Aus soziologischer Sicht ordnet der Band »Sexuelle Vielfalt und die
Unordnung der Geschlechter« die Debatte um sexuelle Vielfalt in
eine seit den 1980er Jahren bestehende Diskussion in der Sexual-
und Geschlechterforschung ein. So bietet insbesondere die
Einleitung von Cornelia Koppetsch und Sven Lewandowski einen guten
Überblick über die zentralen Argumente und Paradigmen
feministischer Theorie und Sexualwissenschaft bezüglich sexueller
Vielfalt. Die Beiträge vertiefen diese Fragen nach Zusammenhängen
und Begrifflichkeiten. Einige Aufsätze diskutieren sexuelle
Vielfalt im Hinblick auf die herrschende Geschlechterordnung, in
anderen Beiträgen werden vor allem sexuelle Praktiken in den Blick
genommen und untersucht, inwiefern Sexualität, Begehren, Geschlecht
als Konzepte zusammenhängen. Zudem werden empirische Untersuchungen
vorgestellt, wie beispielsweise eine ethnografische Studie über die
Swinger-Szene und eine Studie über Männlichkeits- und
Weiblichkeitsbilder in Verführungsratgebern.
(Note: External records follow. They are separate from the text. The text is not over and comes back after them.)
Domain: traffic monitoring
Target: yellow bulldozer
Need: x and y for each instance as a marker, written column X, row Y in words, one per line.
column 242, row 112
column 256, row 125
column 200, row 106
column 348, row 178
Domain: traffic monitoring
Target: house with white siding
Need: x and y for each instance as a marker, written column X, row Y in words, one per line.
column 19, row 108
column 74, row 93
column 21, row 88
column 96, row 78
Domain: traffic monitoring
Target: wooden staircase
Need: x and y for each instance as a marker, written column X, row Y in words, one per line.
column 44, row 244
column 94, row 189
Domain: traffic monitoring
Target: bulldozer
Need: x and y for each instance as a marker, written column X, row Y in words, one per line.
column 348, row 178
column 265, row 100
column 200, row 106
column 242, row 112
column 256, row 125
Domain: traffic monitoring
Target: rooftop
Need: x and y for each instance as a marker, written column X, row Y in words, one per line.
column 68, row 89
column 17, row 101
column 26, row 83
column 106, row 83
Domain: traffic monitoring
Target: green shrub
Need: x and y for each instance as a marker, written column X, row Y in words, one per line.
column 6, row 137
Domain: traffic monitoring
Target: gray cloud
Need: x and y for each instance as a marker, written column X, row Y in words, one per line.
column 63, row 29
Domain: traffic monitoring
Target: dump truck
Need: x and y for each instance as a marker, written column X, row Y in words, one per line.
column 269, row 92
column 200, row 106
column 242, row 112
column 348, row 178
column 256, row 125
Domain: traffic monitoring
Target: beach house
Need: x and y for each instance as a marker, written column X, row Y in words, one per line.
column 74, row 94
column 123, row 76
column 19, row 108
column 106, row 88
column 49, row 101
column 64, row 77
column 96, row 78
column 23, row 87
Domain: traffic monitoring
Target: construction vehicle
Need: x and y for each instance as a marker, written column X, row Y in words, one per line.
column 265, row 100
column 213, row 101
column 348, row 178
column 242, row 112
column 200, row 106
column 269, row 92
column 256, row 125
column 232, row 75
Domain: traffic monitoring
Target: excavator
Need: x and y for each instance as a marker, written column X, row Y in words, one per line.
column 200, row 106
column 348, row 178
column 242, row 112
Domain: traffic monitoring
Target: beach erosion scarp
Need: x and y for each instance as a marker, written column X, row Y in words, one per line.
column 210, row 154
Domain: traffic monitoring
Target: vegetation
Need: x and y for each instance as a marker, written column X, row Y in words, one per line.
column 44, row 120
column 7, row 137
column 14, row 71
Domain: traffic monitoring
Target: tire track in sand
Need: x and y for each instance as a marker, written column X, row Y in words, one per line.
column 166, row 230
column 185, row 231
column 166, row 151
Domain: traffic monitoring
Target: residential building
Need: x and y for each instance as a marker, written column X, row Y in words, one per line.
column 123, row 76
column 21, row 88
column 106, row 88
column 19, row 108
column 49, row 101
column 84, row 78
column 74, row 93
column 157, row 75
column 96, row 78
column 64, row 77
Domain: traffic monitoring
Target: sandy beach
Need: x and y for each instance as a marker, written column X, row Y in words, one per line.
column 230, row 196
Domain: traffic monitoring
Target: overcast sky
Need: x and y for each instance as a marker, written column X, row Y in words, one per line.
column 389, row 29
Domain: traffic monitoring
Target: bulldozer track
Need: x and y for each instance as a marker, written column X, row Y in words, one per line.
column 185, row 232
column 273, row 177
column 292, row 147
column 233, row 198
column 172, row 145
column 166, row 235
Die Beiträge des Bandes »Grenzverschiebungen des Sexuellen« sind
durch eine sexualwissenschaftliche Perspektive gerahmt. Insofern
steht hier sexuelle Vielfalt als Begriff nicht im Fokus, sehr wohl
jedoch die Auseinandersetzungen mit Normen, Normalisierung und den
kleinen, alltäglichen Grenzverschiebungen im Bereich der
Sexualität, die sich gesellschaftlich niederschlagen. Dabei wird
auch die Auseinandersetzung mit schützenden Grenzen und der Wahrung
von Grenzen einbezogen, um so die Verletzbarkeit im Nahbereich der
Sexualität verhandeln zu können.
Mit diesem Band meldet sich eine junge Generation von kritischen
Sexualwissenschaftlerinnen und -wissenschaftlern zu Wort,
obwohl – oder vielleicht gerade weil – universitäre
Strukturen für diese Disziplin in den letzten Jahren zunehmend
prekär wurden. Eine kritische Sexualwissenschaft ist heute jedoch
dringend notwendig, so die Diagnose von Volkmar Sigusch im
Geleitwort zum Band. Sie kann viel dazu beitragen, die aktuellen
»Grenzverschiebungen des Sexuellen« verstehbar zu machen und ist
als fachlicher Bezugspunkt für die Sexualberatung und
Sexualpädagogik von hoher Bedeutung. Im Band werden vier
Themenbereiche abgedeckt: 1. Grenzverletzungen und die
Auseinandersetzung mit Tätern und Opfern von sexuellem Missbrauch,
2. die Reflexion von Grenzen des Sexuellen, 3. Sexuelle Beziehungs-
und Lebensweisen und 4. die Auseinandersetzung mit
Geschlechtergrenzen.
Alle drei Aufsatzbände lohnen sich aufgrund der Einordnung in die
jeweiligen wissenschaftlichen Disziplinen und Debatten, auch wenn
die einzelnen Beiträge eine heterogene Forschungspraxis und
teilweise unterschiedliche forschungstheoretische Zugänge
abbilden.
Neben diesen akademischen Aufsatzbänden sind in letzter Zeit auch
Bücher erschienen, die sexuell vielfältige Lebensrealitäten und
pädagogische Praxis reflektieren und begreifbar machen wollen. Ein
Beispiel unter vielen ist das Buch »Das Innere entscheidet«. Neben
Definitionen und Erklärungen von Transidentität gibt es darin
Berichte über Lebenswege und Erfahrungen von transidenten Menschen,
aber auch Informationen über Gutachten und Psychotherapie im
Kontext von Transsexualität. Eine Bücherliste, weiterführende
Internet-Adressen und der Verweis auf Selbsthilfegruppen ergänzen
den Ratgeber.
Bücher wie diese rücken die Sichtbarkeit, Anerkennung und
Wahrnehmung sexueller Vielfalt ins pädagogische Bewusstsein. Sie
fordern uns auf, uns mit den verschiedenen Identitäts- und
Lebensentwürfen auseinanderzusetzen und die Erkenntnisse in die
praktische Arbeit einfließen zu lassen – indem wir uns für
selbstbestimmte Sexualität und sexuelle Rechte einsetzen.